13/08/2026
Humanizar un animal es maltratarlo. Como dice Felipe Vegue «todos los perros han evolucionado para llegar ser animales de utilidad. Muchos se empeñan en convertirlos en meros animales de compañía y además poniendo verdadero empeño en darles una vida cómoda y relajada, una vida para la cual no están creados. Esas muestras de cariño mal entendido generan en el perro mucho más sufrimiento que si encamináramos sus vidas hacia aquello que sus instintos dictan: la caza, el pastoreo, la guarda y defensa. Dar al perro su utilidad: ese es el verdadero bienestar animal». Es decir, un animal está programado para ciertas cosas y es feliz cuando las hace. Cuando se le trata como a un humano se le está maltratando.
Pero mucho peor aún que humanizar es ‘prohijar’. Vemos estos días perros que son tratados como hijos, los ‘perrhijos’. Esto es abominable. En primer lugar, para los hijos, deja muy claro la consideración que tienes hacia los humanos cuando los tratas igual que a animales. En segundo lugar, para los perros, por supuesto. Y en tercer lugar para el ‘padre o madre’ del perro. La relación de un humano con un animal no es una relación de igual a igual y yo sé que mucho más fácil que educar a una persona es vivir en una relación en la que la otra parte simplemente ladra, obedece, se muestra sumiso, dependiente y está a tu servicio. Un hijo es otra cosa. No te reciben en la puerta moviendo la cola. Dan problemas y disgustos y no son herramientas para tu felicidad. Un hijo no es un instrumento. Una persona no es un instrumento, una persona es una persona, un milagro. No, no hay perrhijos.
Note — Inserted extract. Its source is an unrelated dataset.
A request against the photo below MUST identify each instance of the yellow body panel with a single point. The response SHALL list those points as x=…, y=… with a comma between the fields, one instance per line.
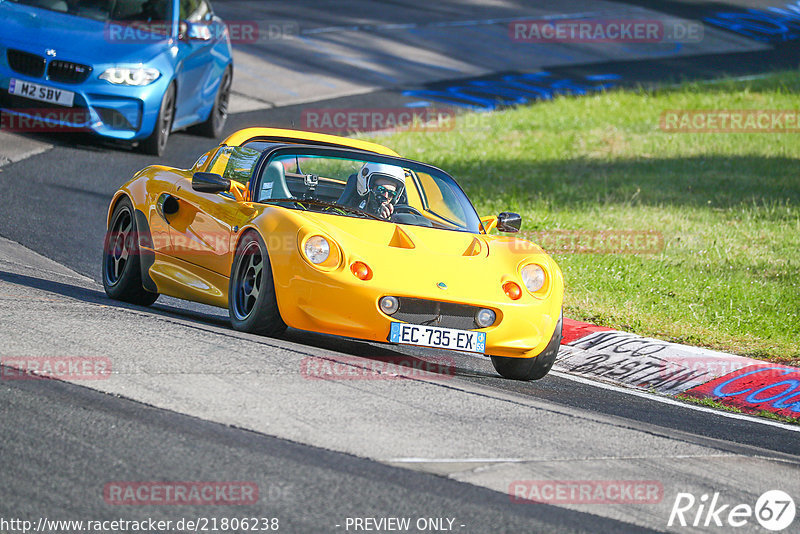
x=189, y=255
Ni gathijos. Hay botijos, entresijos y también hay muchos pijos. Y mucho depravado que no sabe que lo es. Como decía Chesterton, tras el ideal de tratar a los animales como si fuesen humanos, se esconde el secreto anhelo de tratar a los humanos como si fuesen animales. Y, por lo tanto, tener un perrhijo no hace de ti una persona buena, sensible y protectora de los animales sino un malvado, oscuro y perturbado maltratador de personas. Apenas eso.